The BTS West show is just one element in Surf Expo’s push to own the b-t-s business nationwide. A year ago, the organizers acquired b-t-s trade shows in Ocean City, Md., and Wilmington, N.C. The spokesman said BTS West will return to the Anaheim Convention Center in March 2003 and 2004. A convention center staffer said the dates are held, but not confirmed. Surf Expo cancelled its Melbourne, Fla., b-t-s show this year.
While the b-t-s market remains divided, vendors presented a unified vision of fall. Departing from the bucolic sexiness of summer’s peasant looks, fall will be mellow and boyishly sexy.
Worn, low-slung cords, skinny striped pants and bulky sherpa-lined jackets were done in a color palette of gray-blue, tan, brown and burgundy.
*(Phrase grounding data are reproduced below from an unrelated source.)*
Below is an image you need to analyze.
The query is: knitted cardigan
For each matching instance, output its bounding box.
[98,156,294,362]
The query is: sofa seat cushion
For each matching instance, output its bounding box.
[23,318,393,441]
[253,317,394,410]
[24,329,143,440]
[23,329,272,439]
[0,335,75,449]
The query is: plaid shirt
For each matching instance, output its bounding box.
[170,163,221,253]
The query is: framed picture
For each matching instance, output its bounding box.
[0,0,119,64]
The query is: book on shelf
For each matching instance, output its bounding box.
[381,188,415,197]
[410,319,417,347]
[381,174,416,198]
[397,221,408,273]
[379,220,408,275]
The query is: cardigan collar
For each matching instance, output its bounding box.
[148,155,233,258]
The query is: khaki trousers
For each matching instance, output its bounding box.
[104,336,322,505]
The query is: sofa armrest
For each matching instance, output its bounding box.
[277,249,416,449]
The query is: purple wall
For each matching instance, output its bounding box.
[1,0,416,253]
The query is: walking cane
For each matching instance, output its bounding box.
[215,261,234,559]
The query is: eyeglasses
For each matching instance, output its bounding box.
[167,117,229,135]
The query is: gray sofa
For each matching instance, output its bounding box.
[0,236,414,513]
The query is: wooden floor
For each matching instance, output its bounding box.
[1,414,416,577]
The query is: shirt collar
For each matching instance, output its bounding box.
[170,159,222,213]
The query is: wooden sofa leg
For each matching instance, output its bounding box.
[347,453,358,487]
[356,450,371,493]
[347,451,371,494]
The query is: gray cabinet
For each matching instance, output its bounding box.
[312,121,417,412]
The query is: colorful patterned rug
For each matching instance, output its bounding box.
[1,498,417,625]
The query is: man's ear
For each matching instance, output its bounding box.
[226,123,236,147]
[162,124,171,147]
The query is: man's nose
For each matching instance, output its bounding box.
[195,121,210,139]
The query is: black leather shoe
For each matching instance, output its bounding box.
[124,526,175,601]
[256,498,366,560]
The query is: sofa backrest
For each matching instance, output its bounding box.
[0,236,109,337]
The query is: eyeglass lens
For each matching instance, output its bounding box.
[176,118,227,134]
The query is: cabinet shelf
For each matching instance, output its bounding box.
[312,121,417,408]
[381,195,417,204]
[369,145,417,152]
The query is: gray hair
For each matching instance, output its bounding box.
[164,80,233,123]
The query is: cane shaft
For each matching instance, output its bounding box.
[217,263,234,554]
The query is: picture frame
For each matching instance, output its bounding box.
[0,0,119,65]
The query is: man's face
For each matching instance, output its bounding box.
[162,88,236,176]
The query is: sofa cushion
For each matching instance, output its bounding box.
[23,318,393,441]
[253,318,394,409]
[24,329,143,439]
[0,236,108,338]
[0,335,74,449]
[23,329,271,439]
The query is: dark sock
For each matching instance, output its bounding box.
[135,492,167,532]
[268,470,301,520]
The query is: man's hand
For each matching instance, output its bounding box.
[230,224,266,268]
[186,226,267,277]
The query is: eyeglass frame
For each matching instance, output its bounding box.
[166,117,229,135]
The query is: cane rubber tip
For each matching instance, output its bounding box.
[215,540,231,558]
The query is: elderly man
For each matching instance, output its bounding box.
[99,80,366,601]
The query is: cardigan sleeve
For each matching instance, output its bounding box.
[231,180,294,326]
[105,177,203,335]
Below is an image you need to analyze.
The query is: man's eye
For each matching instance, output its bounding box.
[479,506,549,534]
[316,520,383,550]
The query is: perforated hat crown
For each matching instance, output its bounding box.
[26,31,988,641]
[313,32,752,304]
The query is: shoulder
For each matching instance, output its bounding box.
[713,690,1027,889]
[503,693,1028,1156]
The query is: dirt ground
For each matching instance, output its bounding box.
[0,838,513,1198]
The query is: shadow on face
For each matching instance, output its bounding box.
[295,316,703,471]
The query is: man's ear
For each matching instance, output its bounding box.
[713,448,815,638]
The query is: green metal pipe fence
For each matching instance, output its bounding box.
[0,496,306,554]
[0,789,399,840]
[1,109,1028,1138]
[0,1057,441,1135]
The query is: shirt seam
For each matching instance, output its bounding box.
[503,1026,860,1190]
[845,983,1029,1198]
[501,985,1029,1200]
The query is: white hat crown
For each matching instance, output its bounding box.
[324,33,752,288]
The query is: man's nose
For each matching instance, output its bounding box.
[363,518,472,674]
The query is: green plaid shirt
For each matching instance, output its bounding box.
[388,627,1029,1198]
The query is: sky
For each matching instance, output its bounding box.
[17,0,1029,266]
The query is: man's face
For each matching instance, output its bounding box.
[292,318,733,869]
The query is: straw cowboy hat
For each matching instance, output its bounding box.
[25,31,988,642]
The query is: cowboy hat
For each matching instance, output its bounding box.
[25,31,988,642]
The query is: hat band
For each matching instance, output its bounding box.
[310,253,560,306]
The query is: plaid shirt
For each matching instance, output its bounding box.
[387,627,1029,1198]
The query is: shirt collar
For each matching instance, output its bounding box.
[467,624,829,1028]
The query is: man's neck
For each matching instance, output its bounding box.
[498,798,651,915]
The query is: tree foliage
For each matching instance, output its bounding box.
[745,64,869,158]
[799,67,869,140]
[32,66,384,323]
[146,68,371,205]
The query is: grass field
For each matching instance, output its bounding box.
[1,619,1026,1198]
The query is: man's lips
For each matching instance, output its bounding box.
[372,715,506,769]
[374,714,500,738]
Think “Love Story” with a twist — what Ryan O’Neal wore, but cut to fit Ali MacGraw’s petite frame.
School gym sweatshirts inspired a variety of looks, from Rusty’s heathered sweater with hand-pouch to Roxy’s khaki bomber jacket with stretchy knit cuffs and waistband.
Several retailers cited fur or sherpa-lined jackets as important. Linda Stegman, buyer for Rip Curl Surf Center in San Clemente, Calif., described Rusty’s $56 wholesale suede-and-sherpa coat as the “number one jacket on our floor. We usually sell out the same day it gets in.”
Carol Maradian, owner of World Core Surf with units in La Jolla and San Clemente, praised Paul Frank for kicking its brand into high gear.
“All of a sudden, they have a new following. I can’t keep it in stock,” she said, adding that surf-themed accessories like bedding, lamps and candles are doing well.
Ezekiel and Element, dabbling in juniors for a couple of years, offered a more cohesive vision for girls this time around.
Ezekiel hired Dawls designer Ryan Rush to relaunch its junior line, Ezekiel Girls. Rush, who split from his backer, Brand Lab, continues to design Dawls as well. He said Ezekiel Girls targets an “older teen with cleaner, more sophisticated colors.”
Ezekiel Girls included velour hoodies with western yoke seaming, slim-cut bomber jackets and ruffled denim pouch bags. Ezekiel cofounder Royce Cansler projected the line will do $2 million in its first year.
Acquired by Billabong last July, skateboard company Element showed tiny thermal tops and low-slung stretch denim. The combination of guys’ graphics on girls’ fashion silhouettes has been a powerful combination, said executive vice president Mark Tinkess.
“Several of our major accounts have gone right to a guy’s T and specifically requested us to size the graphic down and put it on a girl’s body,” Tinkess said. “It has happened on a half-dozen occasions in the last six weeks.” Several vendors said ultra-girly graphics like butterflies and rainbows have started to wane.
The Irvine, Calif.-based company has a “real opportunity to create the urban side of skate,” Tinkess continued. “She doesn’t want flowers, because it’s not sunny all the time. At the same time, we’re not flames and skulls and all dark.”